貿易事務とは|仕事内容やお給料、向いている人の特徴についてご紹介!

著者: パソナ キャリアコンサルタント(貿易担当)

貿易事務とは|仕事内容や給料、向いている人の特徴についてご紹介!

会社の貿易取引に伴う書類手続きや進行管理などを担当するのが、「貿易事務」です。専門知識と語学力を活かせる事務系専門職種として、人気のある貿易事務ですが、具体的にはどのような業務を行っているのでしょうか。貿易事務の仕事内容や向いている人、お仕事のやりがいについてご紹介します。

目次
貿易事務とは
貿易事務の業界別の仕事内容
貿易事務に向いている人
貿易事務をすることのやりがい
貿易事務をすることのメリット
貿易事務になるには?求められるスキルやキャリア
貿易事務のお給料はいくら?
貿易事務の勤務時間や業務の流れは?在宅勤務は可能?
派遣なら未経験から挑戦できる貿易事務のお仕事も!

貿易事務とは

貿易事務とは、国際間で商品の売買を行う「貿易取引」に関する事務業務を担当するお仕事です。

就業先によっても異なりますが、主に海外の取引先とのやりとりや受発注対応、輸送・通関手続きの手配、貿易書類の作成・確認、納期の調整などの業務を行っています。つまり、貿易取引がスムーズに進むよう、取引先と自社を結ぶ仲介役・調整役となるのが、貿易事務なのです。
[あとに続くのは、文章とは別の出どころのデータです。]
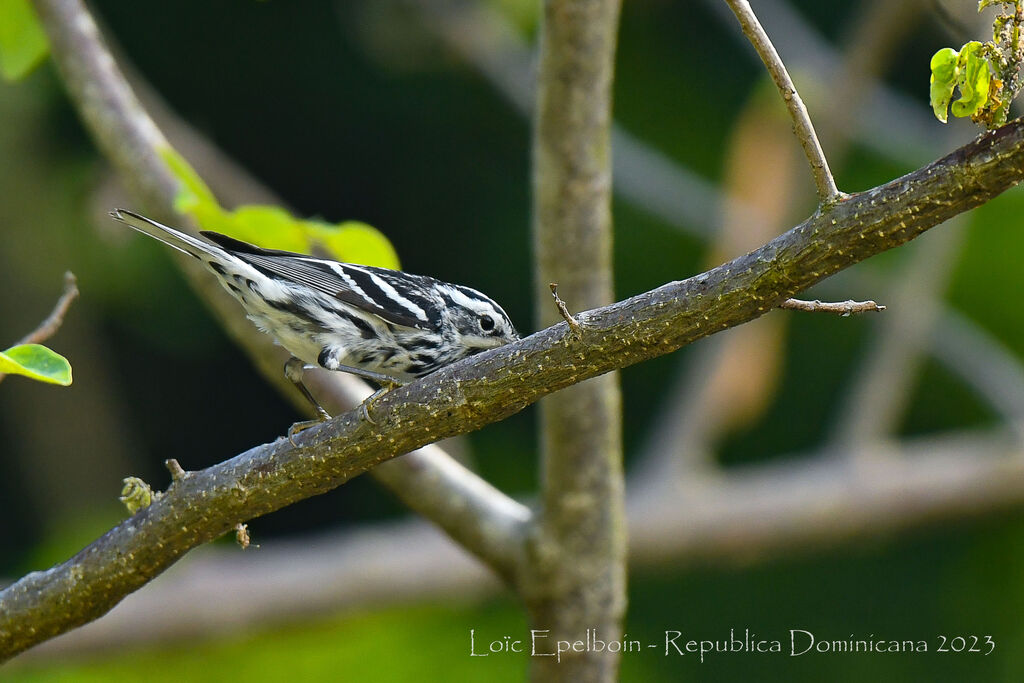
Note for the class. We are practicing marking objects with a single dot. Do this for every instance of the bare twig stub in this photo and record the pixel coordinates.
(848, 307)
(49, 327)
(827, 190)
(242, 535)
(563, 309)
(177, 472)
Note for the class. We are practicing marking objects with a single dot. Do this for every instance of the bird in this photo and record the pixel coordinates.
(385, 326)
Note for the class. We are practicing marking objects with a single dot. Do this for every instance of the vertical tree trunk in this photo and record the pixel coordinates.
(576, 581)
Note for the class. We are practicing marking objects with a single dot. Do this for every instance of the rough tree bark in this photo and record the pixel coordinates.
(574, 577)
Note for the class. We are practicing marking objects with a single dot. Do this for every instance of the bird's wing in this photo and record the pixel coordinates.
(396, 297)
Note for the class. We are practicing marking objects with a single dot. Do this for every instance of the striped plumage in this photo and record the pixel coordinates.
(382, 325)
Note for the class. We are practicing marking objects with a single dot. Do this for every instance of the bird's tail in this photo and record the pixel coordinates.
(183, 243)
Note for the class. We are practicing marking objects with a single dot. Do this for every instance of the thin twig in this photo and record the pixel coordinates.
(563, 310)
(49, 327)
(177, 472)
(827, 191)
(844, 308)
(242, 536)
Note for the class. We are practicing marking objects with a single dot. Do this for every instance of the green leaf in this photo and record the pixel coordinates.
(273, 227)
(268, 226)
(944, 73)
(194, 191)
(974, 80)
(36, 361)
(353, 242)
(23, 43)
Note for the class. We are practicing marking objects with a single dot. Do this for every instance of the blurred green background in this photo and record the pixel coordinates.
(357, 111)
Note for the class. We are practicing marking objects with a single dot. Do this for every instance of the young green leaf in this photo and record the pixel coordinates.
(23, 43)
(944, 73)
(353, 242)
(272, 227)
(36, 361)
(974, 80)
(267, 226)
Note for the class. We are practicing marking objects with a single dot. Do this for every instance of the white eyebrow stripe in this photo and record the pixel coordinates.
(397, 298)
(463, 300)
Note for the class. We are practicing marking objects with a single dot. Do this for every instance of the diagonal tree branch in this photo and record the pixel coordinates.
(427, 480)
(496, 384)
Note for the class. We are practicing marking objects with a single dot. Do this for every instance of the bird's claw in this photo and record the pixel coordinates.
(369, 402)
(323, 417)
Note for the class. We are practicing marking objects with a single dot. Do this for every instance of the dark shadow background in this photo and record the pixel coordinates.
(350, 111)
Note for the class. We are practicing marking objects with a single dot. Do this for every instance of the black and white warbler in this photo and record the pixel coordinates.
(384, 326)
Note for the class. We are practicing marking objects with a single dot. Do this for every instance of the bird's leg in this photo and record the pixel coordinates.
(293, 371)
(386, 384)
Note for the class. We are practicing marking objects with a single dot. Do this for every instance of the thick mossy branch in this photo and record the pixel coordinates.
(494, 385)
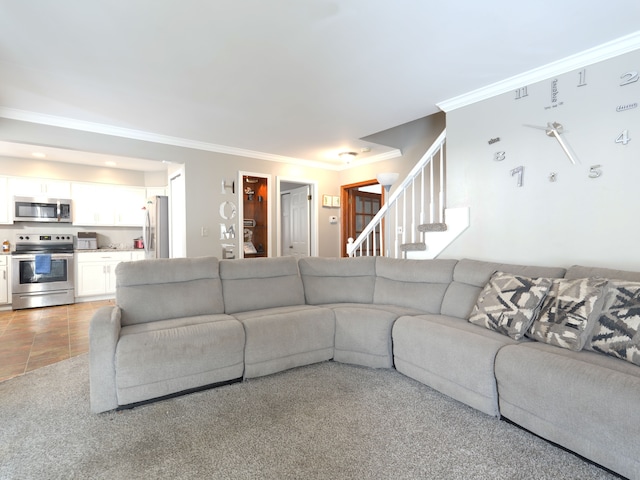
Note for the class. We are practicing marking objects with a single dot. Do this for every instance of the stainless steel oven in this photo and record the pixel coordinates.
(42, 271)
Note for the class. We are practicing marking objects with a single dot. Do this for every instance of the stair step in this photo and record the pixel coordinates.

貿易事務の就業先は、実際に輸出入を行う商社やメーカーが大多数。その他には、輸送・通関手続きを代行しているフォワーダー、貨物を輸送する船会社・航空貨物代理店にも、貿易事務の活躍の場があります。

貿易事務の業界別の仕事内容

同じ貿易事務の募集でも、どんな業界で働くかによって仕事内容は大きく異なります。それぞれ見ていきましょう。

商社・メーカー

主な業務は受発注、船積手配、海外との交渉です。日本企業の代理店として国内商品の海外輸出や海外メーカーからの輸入を行う商社では、貿易事務は輸出入の契約をはじめとする貿易事務全般の業務を同時進行で行います。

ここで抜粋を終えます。